Textos
Alguns trabalhos abordando temas diversos, recentemente publicados em jornais e revistas, com suas referências bibliográficas.
CLUBE DE LEITORES

       Entre outras definições, iliteracia consiste na dificuldade em ler, escrever e interpretar; falta de conhecimentos considerados básicos; a qualidade ou condição de quem é iletrado; pessoa que tem grandes dificuldades na leitura e escrita (Dicionários). Trata-se de um neologismo que parece ter sido formado pela tradução do termo inglês “illiteracy”, embora já existisse em português uma palavra com significado semelhante, o substantivo iletrismo (diferente de analfabetismo).

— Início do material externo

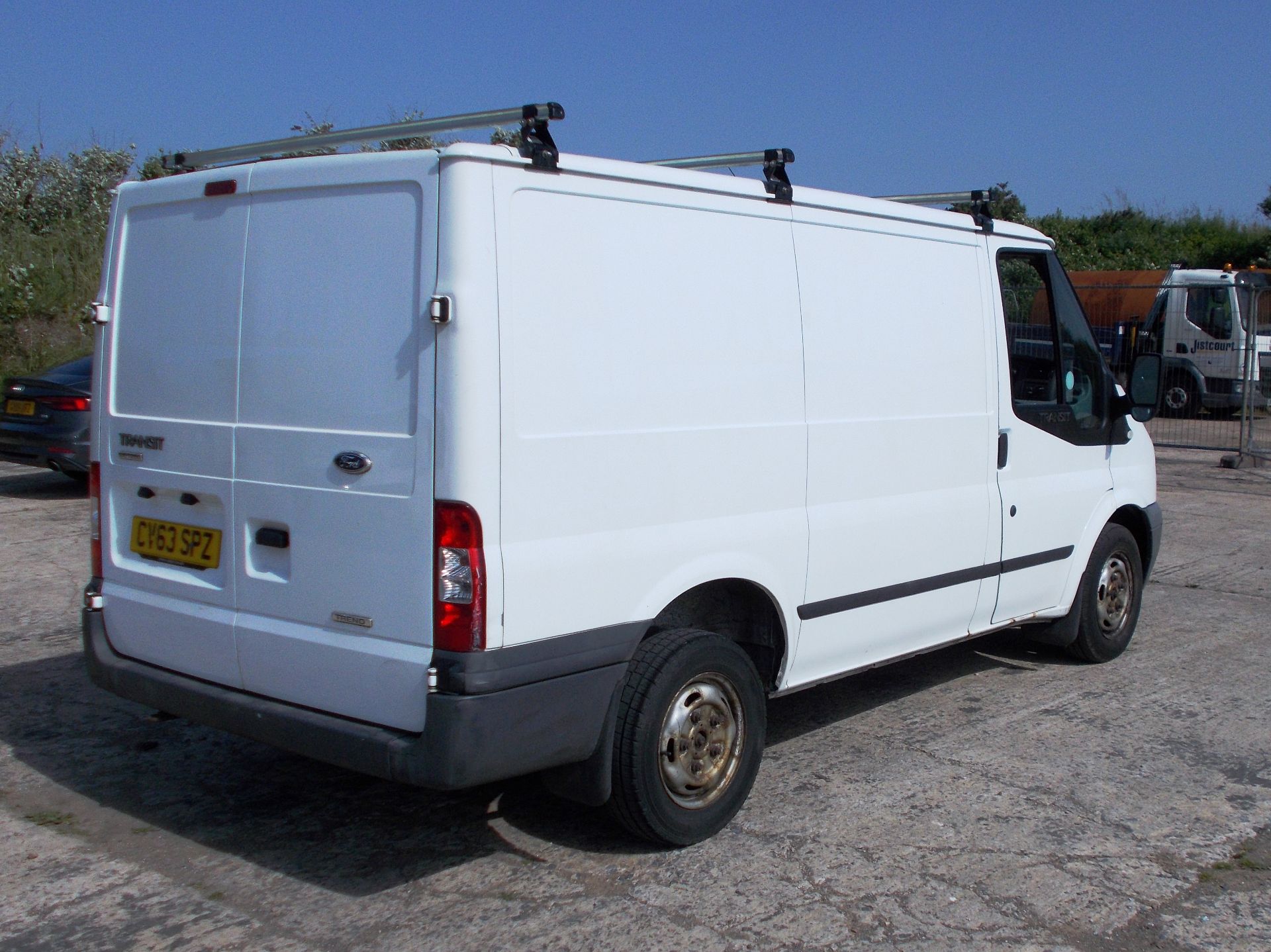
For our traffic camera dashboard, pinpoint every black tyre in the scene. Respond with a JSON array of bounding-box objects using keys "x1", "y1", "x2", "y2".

       No contexto da iliteracia em Cabo Verde, tome-se como exemplo uma informação relativa à ilha de Santo Antão (*), cujos professores afirmam que a fraca adesão dos cabo-verdianos para a leitura se deve ao ensino deficitário em Cabo Verde: “O hábito de leitura, sobretudo no seio da camada mais jovem, é cada vez mais fraca”, adverte Adelina Alves, professora do Ensino Básico e Integrado, no concelho de Ribeira Grande há mais de trinta anos, acrescentando que “o hábito de leitura tem de ser cultivado desde cedo e o ensino em Cabo Verde é limitado nesse aspecto, a começar pelos manuais que não suscitam grande interesse”.

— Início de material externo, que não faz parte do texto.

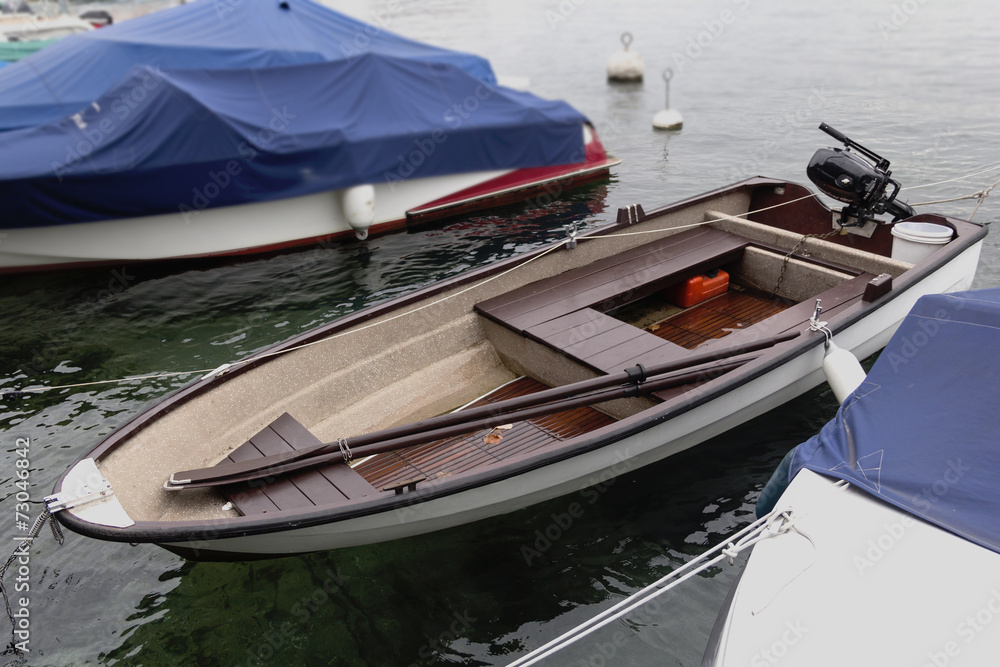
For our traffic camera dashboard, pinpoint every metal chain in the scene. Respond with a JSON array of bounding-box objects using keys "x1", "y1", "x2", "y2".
[
  {"x1": 771, "y1": 229, "x2": 840, "y2": 296},
  {"x1": 0, "y1": 507, "x2": 65, "y2": 653}
]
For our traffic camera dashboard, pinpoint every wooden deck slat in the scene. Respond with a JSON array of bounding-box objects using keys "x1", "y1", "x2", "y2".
[
  {"x1": 653, "y1": 291, "x2": 787, "y2": 350},
  {"x1": 355, "y1": 378, "x2": 614, "y2": 487},
  {"x1": 223, "y1": 413, "x2": 377, "y2": 515}
]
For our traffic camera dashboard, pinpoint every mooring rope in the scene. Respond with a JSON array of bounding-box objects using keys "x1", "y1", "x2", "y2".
[
  {"x1": 0, "y1": 165, "x2": 1000, "y2": 400},
  {"x1": 0, "y1": 507, "x2": 65, "y2": 653},
  {"x1": 507, "y1": 479, "x2": 851, "y2": 667},
  {"x1": 507, "y1": 510, "x2": 794, "y2": 667}
]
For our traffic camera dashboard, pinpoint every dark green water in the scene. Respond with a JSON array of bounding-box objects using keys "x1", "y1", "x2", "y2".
[{"x1": 0, "y1": 0, "x2": 1000, "y2": 667}]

       Salienta outro testemunho: “Apesar de os níveis de analfabetismo terem diminuído consideravelmente nos últimos anos, o hábito de leitura, o gosto e a astúcia para procurar, para pesquisar ainda é bastante fraco”, garante Vanda Leite que alerta para a questão do deficit de livros não dar “vasão à procura, mesmo que fraca, e carência dos alunos”, chamando a atenção para o facto de a sociedade cabo-verdiana se encontrar “votada ao comodismo, à apatia”, aspecto que se deve também “à falta de conhecimentos, a começar pela nossa própria história”.

        Partindo do pressuposto que os hábitos são transmitidos por parte de quem os pratica, no que concerne ao incentivo à leitura, a melhoria das condições de ensino “também passa pelos professores, pela mudança de atitudes dos próprios que devem procurar ampliar seu campo de visão, cultivando, eles próprios, uma necessidade de crescer, de aprender mais”, sublinha Marísia Soares, bibliotecária no Porto Novo.

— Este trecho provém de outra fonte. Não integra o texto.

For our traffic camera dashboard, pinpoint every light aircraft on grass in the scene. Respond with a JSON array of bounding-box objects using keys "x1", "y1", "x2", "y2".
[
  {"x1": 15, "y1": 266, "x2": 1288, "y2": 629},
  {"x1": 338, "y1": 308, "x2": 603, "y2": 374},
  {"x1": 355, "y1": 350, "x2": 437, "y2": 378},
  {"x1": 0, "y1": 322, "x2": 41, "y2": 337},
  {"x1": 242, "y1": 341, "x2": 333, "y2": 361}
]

       Por sua vez, Lígia Leite (Biblioteca Municipal do Mindelo) comenta que deveria haver mais colaboração dos professores com as bibliotecas, para que o acervo bibliográfico vá ao encontro das reais necessidades dos alunos: “Os professores não frequentam as bibliotecas e muitas vezes não têm conhecimento dos livros existentes”, assegura, lembrando que os mesmos contribuem para que a adesão dos alunos seja cada vez mais fraca porque “ não exigem as referências bibliográficas”, o que contribui para que os estudantes não procurem aprofundar os conhecimentos através dos livros.

       Perante estas judiciosas considerações, não se pode alhear de tão candente problema, na medida em que significativa percentagem de estudantes são despejados para a sociedade com um fantástico diploma do 12º ano no bolso, mas iletrados e com a “caixa craniana embotada” e incapazes de interpretar os valores socioculturais, em lugar de os transformar em cidadãos sabedores, conscientes, críticos e ponderados, situação que num ciclo vicioso se perpetuará nas gerações seguintes.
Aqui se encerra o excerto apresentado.